É ela, é ela digo ao gajo da taberna e ele não liga e palita os dentes, pano ao ombro, só olha sombrio a chuva que cai como se fossem lentes que lhe tirassem a visão do que lhe passa à porta, diz que não vê nada, um dos velhos diz que está no tempo dela e depois todos falam do tempo, não é nada disso seus fósseis é ela descalça será que não a viram? Saio disparado mas o taberneiro desata aos berros por causa da despesa e mando-o para entre pernas e devolve-me para o mesmo sitio. Mimos. É o aconchego de se viver num bairro que nos é querido. Não a vejo, não vejo nada, estou ensopado, o rio subiu a calçada e resolveu verter-se sobre mim deixando o leito seco. Logo mais quando espreitar a anunciada da noite hei-de encontrar uma cova e peixes a tentar desesperados acharem uma vida na lama. Não sei porquê assusto-me e sinto frio. A chuva pinga-me da barba. Nada que um copo não aqueça e por isso retorno ao tasco.

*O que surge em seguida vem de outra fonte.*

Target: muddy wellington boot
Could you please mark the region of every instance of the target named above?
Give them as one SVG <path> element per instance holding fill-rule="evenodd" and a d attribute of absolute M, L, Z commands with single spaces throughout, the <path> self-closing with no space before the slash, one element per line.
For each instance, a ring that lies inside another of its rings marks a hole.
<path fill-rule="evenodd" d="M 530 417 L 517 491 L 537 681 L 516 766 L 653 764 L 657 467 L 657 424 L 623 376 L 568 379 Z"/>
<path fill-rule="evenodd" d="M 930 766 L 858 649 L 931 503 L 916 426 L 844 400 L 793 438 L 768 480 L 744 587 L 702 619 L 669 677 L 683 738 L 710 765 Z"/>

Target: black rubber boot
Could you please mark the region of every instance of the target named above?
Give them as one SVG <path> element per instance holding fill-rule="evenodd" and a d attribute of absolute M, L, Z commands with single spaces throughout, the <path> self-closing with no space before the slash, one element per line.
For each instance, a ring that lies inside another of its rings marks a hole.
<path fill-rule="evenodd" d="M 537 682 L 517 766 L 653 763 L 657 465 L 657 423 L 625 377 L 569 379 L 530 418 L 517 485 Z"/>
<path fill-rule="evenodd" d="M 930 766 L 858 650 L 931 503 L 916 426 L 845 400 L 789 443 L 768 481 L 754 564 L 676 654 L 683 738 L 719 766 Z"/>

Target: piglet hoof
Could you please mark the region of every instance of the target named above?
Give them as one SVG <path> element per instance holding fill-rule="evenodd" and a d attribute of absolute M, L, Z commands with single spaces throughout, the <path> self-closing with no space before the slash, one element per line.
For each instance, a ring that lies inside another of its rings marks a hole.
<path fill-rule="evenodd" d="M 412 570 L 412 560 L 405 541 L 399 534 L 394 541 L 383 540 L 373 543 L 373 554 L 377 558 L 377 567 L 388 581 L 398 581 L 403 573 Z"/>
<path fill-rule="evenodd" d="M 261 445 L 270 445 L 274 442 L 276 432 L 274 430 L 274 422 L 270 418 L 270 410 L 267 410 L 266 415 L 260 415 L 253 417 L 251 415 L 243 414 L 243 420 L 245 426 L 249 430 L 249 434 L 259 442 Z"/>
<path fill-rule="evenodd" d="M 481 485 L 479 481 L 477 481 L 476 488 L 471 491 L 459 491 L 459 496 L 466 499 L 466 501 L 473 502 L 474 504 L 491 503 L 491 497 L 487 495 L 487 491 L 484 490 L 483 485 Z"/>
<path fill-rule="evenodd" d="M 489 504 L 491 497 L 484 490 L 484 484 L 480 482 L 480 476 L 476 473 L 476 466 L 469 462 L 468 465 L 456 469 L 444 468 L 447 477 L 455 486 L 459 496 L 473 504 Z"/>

Dou comigo a pegar no esboço da puta vezes sem conta, demasiadas vezes, sinto-lhe prazer nas linhas hesitantes e sem treino, não o quis levar. Da maneira que lhe falei será tudo o que resta dela, nunca mais há-de voltar e no entanto sou capaz de a desenhar de olhos fechados, à medida que os dias e as horas passam há relevos na memória que se evidenciam por demais e o traço apruma-se, é como andar de bicicleta, depois de sabermos por muito tempo que passe é só uma questão de retomar o equilíbrio. Atiro com a folha para cima do trabalho para tapar o que já devía estar terminado e fecho a porta, abalo-me até ao tasco, pergunto ao dono se conhece a puta dos chinelos, nunca viu tal pessoa. Os outros velhotes também não, nem com outras descrições, falo do cabelo muito rente, nada, nada, o taberneiro diz que deve ser uma das minhas bonecadas e todos riem, não acho piada nenhuma porque sei que ela existe mesmo. Apetece-me chateá-lo por vingança, pergunto-lhe pela mulher a dias, palita os dentes e responde que não há nada, os mesmos sons das pedras de dominó batidas nos tampos de mármore das pequenas mesas irritam-me, começa a chover copiosamente e vejo-a a passar descalça em frente da porta da tasca.
Tu deves pensar que eu estou maluco para ir nessa conversa, põe-te ao largo, nem sequer te deste ao trabalho de olhares o que eu fiz e já vens com as garras de fora para me tirares a roupa e o paleio do agora eu, não, é rua, toca a vestir e rua, e podes levar o desenho. Esta gaja põe-me doido. Faz-me ferver. Não fala, veste-se e não fala, veste-se e não olha para mim, não refila por eu correr com ela. Saiu. Vejo-a descer a calçada, uma espécie de mala de trapos à tiracolo. Descalça. Onde terá deixado o outro chinelo, só vinha com um, pois deixou-o aqui, um cemitério de um chinelo só, vai descalça e vai segura isto não é um poema, parece que sim, lembra-me qualquer coisa mas não sei de quem, uma puta a descer uma calçada descalça vai segura mas não fala e não olha e não refila e também não bateu com a porta, que rapariga é esta que é puta e é drogada e que me quer pintar. Sinto-me mal. Sinto-me a ferver. Sinto-me a sentir. Espero que a noite me dê uma pancada na cara e me atordoe para me libertar disto tudo.